Here is the code if you want to run the above exercise on your own.
import numpy as np
import matplotlib.pyplot as plt
import seaborn as sns
from scipy.stats import spearmanr, skew, boxcox, boxcox_normmax, norm, probplot, boxcox_normplot
data_l = np.random.beta(0.5, 50, 100000)
data_l *= 10000
print('\n Skew for heavily biased data: %.4f' % skew(data_l) )
plt.figure(figsize = (8, 8))
sns.distplot(data_l)
plt.tight_layout()
plt.show()
data_r = np.random.beta(2, 100, 100000)
data_r *= 1000
print('\n Skew for biased data: %.4f' % skew(data_r) )

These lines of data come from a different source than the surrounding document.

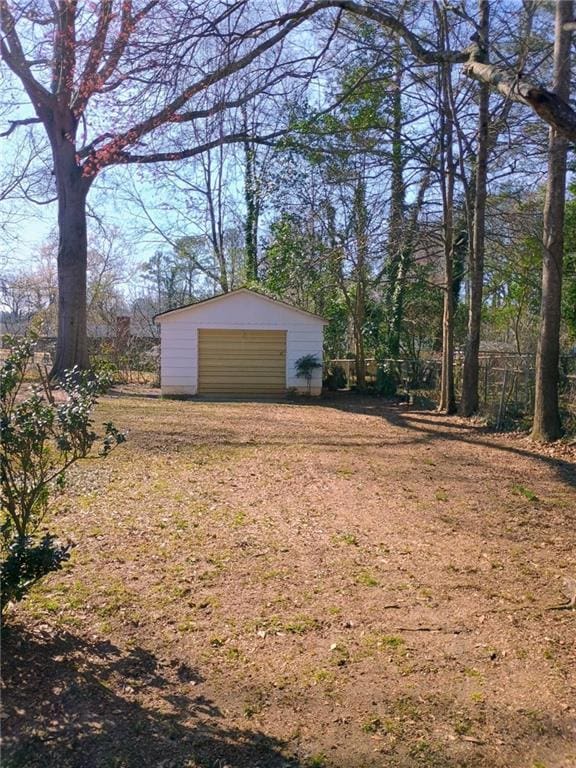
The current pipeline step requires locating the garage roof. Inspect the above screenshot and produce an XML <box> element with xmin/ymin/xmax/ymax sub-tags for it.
<box><xmin>154</xmin><ymin>288</ymin><xmax>328</xmax><ymax>325</ymax></box>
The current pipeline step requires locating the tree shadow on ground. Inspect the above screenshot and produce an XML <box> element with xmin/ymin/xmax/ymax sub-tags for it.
<box><xmin>311</xmin><ymin>396</ymin><xmax>576</xmax><ymax>488</ymax></box>
<box><xmin>2</xmin><ymin>625</ymin><xmax>298</xmax><ymax>768</ymax></box>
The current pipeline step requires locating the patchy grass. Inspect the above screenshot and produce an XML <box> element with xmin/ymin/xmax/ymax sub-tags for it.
<box><xmin>2</xmin><ymin>392</ymin><xmax>576</xmax><ymax>768</ymax></box>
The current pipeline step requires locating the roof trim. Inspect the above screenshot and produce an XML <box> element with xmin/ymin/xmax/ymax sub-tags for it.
<box><xmin>153</xmin><ymin>288</ymin><xmax>328</xmax><ymax>325</ymax></box>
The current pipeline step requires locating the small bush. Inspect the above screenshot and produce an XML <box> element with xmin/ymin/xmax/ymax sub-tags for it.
<box><xmin>374</xmin><ymin>366</ymin><xmax>396</xmax><ymax>397</ymax></box>
<box><xmin>323</xmin><ymin>365</ymin><xmax>348</xmax><ymax>392</ymax></box>
<box><xmin>294</xmin><ymin>355</ymin><xmax>322</xmax><ymax>394</ymax></box>
<box><xmin>0</xmin><ymin>339</ymin><xmax>125</xmax><ymax>611</ymax></box>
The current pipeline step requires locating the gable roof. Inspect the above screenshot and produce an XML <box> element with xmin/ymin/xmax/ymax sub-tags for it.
<box><xmin>153</xmin><ymin>288</ymin><xmax>328</xmax><ymax>325</ymax></box>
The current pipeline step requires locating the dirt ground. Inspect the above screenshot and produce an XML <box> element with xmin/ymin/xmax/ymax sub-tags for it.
<box><xmin>2</xmin><ymin>391</ymin><xmax>576</xmax><ymax>768</ymax></box>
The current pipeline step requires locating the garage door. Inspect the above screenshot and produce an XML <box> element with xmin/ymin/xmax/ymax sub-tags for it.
<box><xmin>198</xmin><ymin>329</ymin><xmax>286</xmax><ymax>395</ymax></box>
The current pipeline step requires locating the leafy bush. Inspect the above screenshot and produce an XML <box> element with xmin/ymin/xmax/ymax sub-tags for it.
<box><xmin>324</xmin><ymin>365</ymin><xmax>348</xmax><ymax>392</ymax></box>
<box><xmin>294</xmin><ymin>355</ymin><xmax>322</xmax><ymax>394</ymax></box>
<box><xmin>374</xmin><ymin>366</ymin><xmax>396</xmax><ymax>397</ymax></box>
<box><xmin>0</xmin><ymin>339</ymin><xmax>125</xmax><ymax>611</ymax></box>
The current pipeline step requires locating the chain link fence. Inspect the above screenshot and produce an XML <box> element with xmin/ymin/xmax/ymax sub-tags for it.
<box><xmin>326</xmin><ymin>352</ymin><xmax>576</xmax><ymax>434</ymax></box>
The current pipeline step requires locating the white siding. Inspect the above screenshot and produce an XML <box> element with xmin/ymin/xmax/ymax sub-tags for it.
<box><xmin>159</xmin><ymin>291</ymin><xmax>325</xmax><ymax>395</ymax></box>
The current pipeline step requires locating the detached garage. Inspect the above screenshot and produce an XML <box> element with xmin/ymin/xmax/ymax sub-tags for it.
<box><xmin>155</xmin><ymin>288</ymin><xmax>327</xmax><ymax>397</ymax></box>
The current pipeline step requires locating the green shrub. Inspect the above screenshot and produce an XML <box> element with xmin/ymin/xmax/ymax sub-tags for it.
<box><xmin>0</xmin><ymin>339</ymin><xmax>125</xmax><ymax>611</ymax></box>
<box><xmin>374</xmin><ymin>366</ymin><xmax>396</xmax><ymax>397</ymax></box>
<box><xmin>323</xmin><ymin>365</ymin><xmax>348</xmax><ymax>392</ymax></box>
<box><xmin>294</xmin><ymin>355</ymin><xmax>322</xmax><ymax>394</ymax></box>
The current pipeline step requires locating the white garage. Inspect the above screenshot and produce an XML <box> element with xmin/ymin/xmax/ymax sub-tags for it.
<box><xmin>154</xmin><ymin>288</ymin><xmax>327</xmax><ymax>397</ymax></box>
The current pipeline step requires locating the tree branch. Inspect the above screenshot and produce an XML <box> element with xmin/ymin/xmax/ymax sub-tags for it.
<box><xmin>463</xmin><ymin>59</ymin><xmax>576</xmax><ymax>142</ymax></box>
<box><xmin>0</xmin><ymin>117</ymin><xmax>42</xmax><ymax>138</ymax></box>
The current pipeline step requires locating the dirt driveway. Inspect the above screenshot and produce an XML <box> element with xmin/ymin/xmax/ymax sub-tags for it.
<box><xmin>3</xmin><ymin>394</ymin><xmax>576</xmax><ymax>768</ymax></box>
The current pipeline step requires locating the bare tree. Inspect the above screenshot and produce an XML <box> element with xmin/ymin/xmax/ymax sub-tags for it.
<box><xmin>532</xmin><ymin>0</ymin><xmax>574</xmax><ymax>442</ymax></box>
<box><xmin>0</xmin><ymin>0</ymin><xmax>328</xmax><ymax>375</ymax></box>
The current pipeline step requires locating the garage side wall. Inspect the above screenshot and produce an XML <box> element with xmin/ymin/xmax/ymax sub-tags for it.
<box><xmin>161</xmin><ymin>294</ymin><xmax>323</xmax><ymax>395</ymax></box>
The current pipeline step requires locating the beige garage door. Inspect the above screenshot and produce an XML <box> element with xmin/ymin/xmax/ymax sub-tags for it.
<box><xmin>198</xmin><ymin>328</ymin><xmax>286</xmax><ymax>395</ymax></box>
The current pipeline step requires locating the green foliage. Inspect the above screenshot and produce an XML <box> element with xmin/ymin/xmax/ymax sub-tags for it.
<box><xmin>324</xmin><ymin>365</ymin><xmax>348</xmax><ymax>392</ymax></box>
<box><xmin>0</xmin><ymin>339</ymin><xmax>125</xmax><ymax>610</ymax></box>
<box><xmin>374</xmin><ymin>366</ymin><xmax>396</xmax><ymax>397</ymax></box>
<box><xmin>294</xmin><ymin>355</ymin><xmax>322</xmax><ymax>389</ymax></box>
<box><xmin>562</xmin><ymin>184</ymin><xmax>576</xmax><ymax>341</ymax></box>
<box><xmin>0</xmin><ymin>533</ymin><xmax>72</xmax><ymax>613</ymax></box>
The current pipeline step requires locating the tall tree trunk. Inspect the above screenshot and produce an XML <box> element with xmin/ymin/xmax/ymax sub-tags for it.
<box><xmin>435</xmin><ymin>5</ymin><xmax>456</xmax><ymax>414</ymax></box>
<box><xmin>242</xmin><ymin>107</ymin><xmax>260</xmax><ymax>283</ymax></box>
<box><xmin>353</xmin><ymin>178</ymin><xmax>368</xmax><ymax>390</ymax></box>
<box><xmin>460</xmin><ymin>0</ymin><xmax>490</xmax><ymax>416</ymax></box>
<box><xmin>49</xmin><ymin>111</ymin><xmax>91</xmax><ymax>379</ymax></box>
<box><xmin>386</xmin><ymin>45</ymin><xmax>409</xmax><ymax>359</ymax></box>
<box><xmin>532</xmin><ymin>0</ymin><xmax>574</xmax><ymax>442</ymax></box>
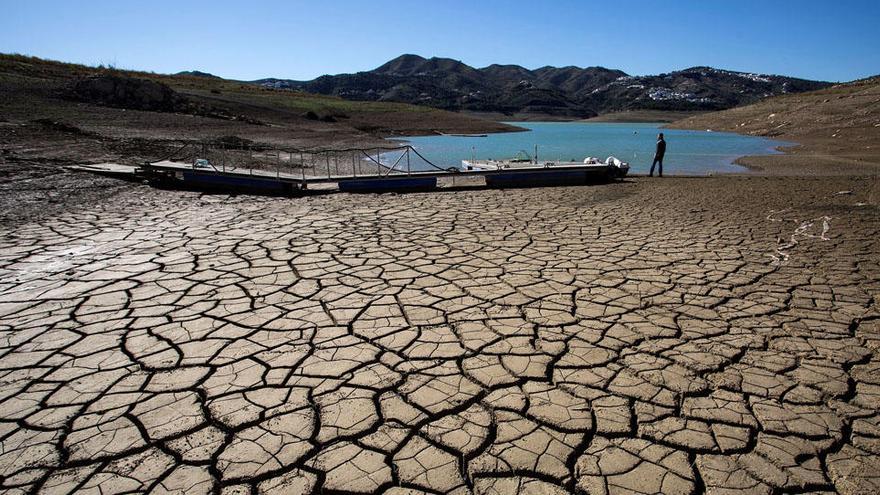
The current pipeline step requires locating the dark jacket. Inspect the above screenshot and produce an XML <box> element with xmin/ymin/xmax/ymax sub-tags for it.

plt.figure(figsize = (8, 8))
sns.distplot(data_r)
plt.tight_layout()
plt.show()
tdata_l_log = np.log(data_l)
print('\n Skew for log-transformed heavily biased data: %.4f' % skew(tdata_l_log) )
lam_ = boxcox_normmax(data_l, method='mle')
fig = plt.figure(figsize=(6,6))
ax = fig.add_subplot(111)
prob = boxcox_normplot(data_l, -1, 2, plot=ax, N=200)
ax.axvline(lam_, color='r')
ax.text(lam_+0.01,0.7,('%.4f' % lam_),rotation=0)
plt.tight_layout()
plt.savefig('lambda-search-1.png', dpi=150)
plt.show()
tdata_l = ((data_l**lam_)-1)/lam_
tdata_l, lam, alpha_interval = boxcox(x=data_l, alpha=0.05)
print('\n Skew, lambda and 95%% lambda confidence interval for Box-Cox-transformed heavily biased data: %.4f %.4f (%.4f, %.4f)' % (skew(tdata_l), lam, alpha_interval[0], alpha_interval[1]) )
tdata_r_log = np.log(data_r)
print('\n Skew for log-transformed biased data: %.4f' % skew(tdata_r_log) )
lamr_ = boxcox_normmax(data_r, method='mle')
fig = plt.figure(figsize=(6,6))
ax = fig.add_subplot(111)
prob = boxcox_normplot(data_r, -1, 2, plot=ax, N=200)
ax.axvline(lamr_, color='r')
ax.text(lamr_+0.01,0.7,('%.4f' % lamr_),rotation=0)
plt.tight_layout()
plt.savefig('lambda-search-2.png', dpi=150)
plt.show()
tdata_r = ((data_r**lamr_)-1)/lamr_
tdata_r, lamr, alpha_r_interval = boxcox(x=data_r, alpha=0.05)
print('\n Skew, lambda and 95%% lambda confidence interval for Box-Cox-transformed biased data: %.4f %.4f (%.4f, %.4f)' % (skew(tdata_r), lamr, alpha_r_interval[0], alpha_r_interval[1]) )
fig, ax=plt.subplots(3,2, figsize=(8,12))
sns.distplot(data_l, axlabel='Large skew distribution (skew: %.4f)' % skew(data_l), ax=ax[0][0])
sns.distplot(data_r, axlabel='Smaller skew distribution (skew: %.4f)' % skew(data_r), ax=ax[0][1])
sns.distplot(tdata_l_log, axlabel='Log transformation (skew: %.4f)' % skew(tdata_l_log), ax=ax[1][0])
sns.distplot(tdata_l, axlabel='Box-Cox transformation ($\lambda$: %.4f skew: %.4f\n$\lambda$ 95%% confidence interval: %.4f, %.4f)' % (lam, skew(tdata_l), alpha_interval[0], alpha_interval[1]), ax=ax[2][0])
sns.distplot(tdata_r_log, axlabel='Log transformation (skew: %.4f)' % skew(tdata_r_log), ax=ax[1][1])
sns.distplot(tdata_r, axlabel='Box-Cox transformation ($\lambda$: %.4f skew: %.4f)\n$\lambda$ 95%% confidence interval: %.4f, %.4f' % (lamr, skew(tdata_r), alpha_r_interval[0], alpha_r_interval[1]), ax=ax[2][1])
plt.tight_layout()
plt.savefig('skew-demo.png', dpi=150)
plt.show()
I've tried both of these and never had the result actually pass a shapiro-wilk test of normality. I wonder if there is an R function that can cherry pick values from a non-normal distribution to form a normal distribution.
Neither transformation is guaranteed to bring the data to normality, but the idea is to bring it as close as possible to a normal distribution. That is usually enough for most applications.
Below are two real distributions of RNAseq counts. Don't mean to mix that with other transformations that may be more appropriate for this specific type of data, but just to make this point: even when neither of the two transformed datasets are normally distributed, one can be closer to normality than the other.
Amusing historical tidbit on the Box-Cox naming:
https://onlinestatbook.com/2/transformations/box-cox.html
By the way, there is a Yeo-Johnson transformation which is a special case of Box-Cox that can be used to transform negative data points. Yet another reason to favor it over the log transformation.